Le vittime, da quando Mahsa Amini è morta ed è scoppiata la rivolta civile, sfiorano quota 500, tra le quali anche decine e decine di minori. Ma Mohsen Shekari è il primo a subire una pena imposta dalla giustizia iraniana, per aver ferito "intenzionalmente" una guardia di sicurezza con un lungo coltello e bloccato una strada nella capitale. i funzionari governativi hanno rigettato il ricorso dell'avvocato del prigioniero, ritenendo che ''non sia né valido né giustificato'', in quanto ritengono che si sia reso colpevole di ''crimini di guerra''. La Corte Suprema dell'Iran - che ritiene che le azioni del manifestante siano state un "esempio di ipocrisia" - ha approvato la sentenza stamattina e le ha dato immediatamente esecuzione. I magistrati si sono basati su presunte dichiarazioni di testimoni dell'accaduto, i quali avrebbero assicurato che i presenti erano molto spaventati dalla presenza del manifestante armato. Inoltre, il portavoce del Dipartimento di Giustizia, Masoud Setayeshi, ha spiegato che per lo stesso reato altre undici persone, tra cui tre minorenni, sono state condannate a "lunghe pene detentive", secondo l'agenzia Isna. La magistratura iraniana, finora, ha annunciato che 11 persone sono state condannate a morte per le proteste iniziate a metà settembre dopo la morte mentre era sotto la custodia della polizia morale della 22enne di origine curda, arrestata per aver indossato il suo hijab "impropriamente". Mahmood Amiry-Moghaddam, direttore di Iran Human Rights, che ha sede in Norvegia, ha twittato che le esecuzioni dei manifestanti inizieranno a verificarsi quotidianamente a meno che le autorità della Repubblica Islamica non siano messe di fronte a "rapide conseguenze pratiche a livello internazionale". Altri due giovani manifestanti iraniani, infatti, sono stati portati in isolamento, "dove i prigionieri vengono tenuti prima dell'esecuzione della pena di morte: Saman Seydi e Mohammad Boroghani". "Avevamo messo in guardia che in Iran, insieme ai morti nelle strade, ci sarebbero stati morti sul patibolo - afferma invece il portavoce di Amnesty International Italia, Riccardo Noury -. Un'altra trentina rischiano l'impiccagione. Cosa attende la comunità internazionale, compreso il governo italiano, a esprimere il massimo della protesta?".

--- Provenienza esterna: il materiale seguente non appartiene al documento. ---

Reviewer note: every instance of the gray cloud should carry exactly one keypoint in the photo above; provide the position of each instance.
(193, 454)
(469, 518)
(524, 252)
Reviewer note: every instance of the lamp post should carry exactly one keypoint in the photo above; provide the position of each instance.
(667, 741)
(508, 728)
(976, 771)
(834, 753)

Il presidente Ebrahim Raisi parla agli allievi di un'università durante lo "Student Day"

Le proteste guidate dalle donne si sono estese a 160 città in tutte le 31 province del Paese e sono viste come una delle sfide più serie per la Repubblica islamica dalla rivoluzione del 1979. I leader iraniani le hanno descritte come "rivolte" istigate dai nemici stranieri alla Repubblica, ordinando alle forze di sicurezza di "affrontarle con decisione". Finora, almeno 475 manifestanti sono stati uccisi e 18.240 sono stati arrestati, secondo l'agenzia di stampa degli attivisti per i diritti umani Hrana che ha anche riferito la morte di 61 membri del personale di sicurezza. Il popolo dell'Iran non si fa ingannare dagli "slogan sulla libertà", ribatte però il presidente iraniano Ebrahim Raisi, come riporta Irna. "Coloro che tentano di seminare discordia tra le persone con belle parole devono essere identificati", ha aggiunto Raisi, in riferimento agli slogan utilizzati nelle proteste che da quasi tre mesi si susseguono nel Paese.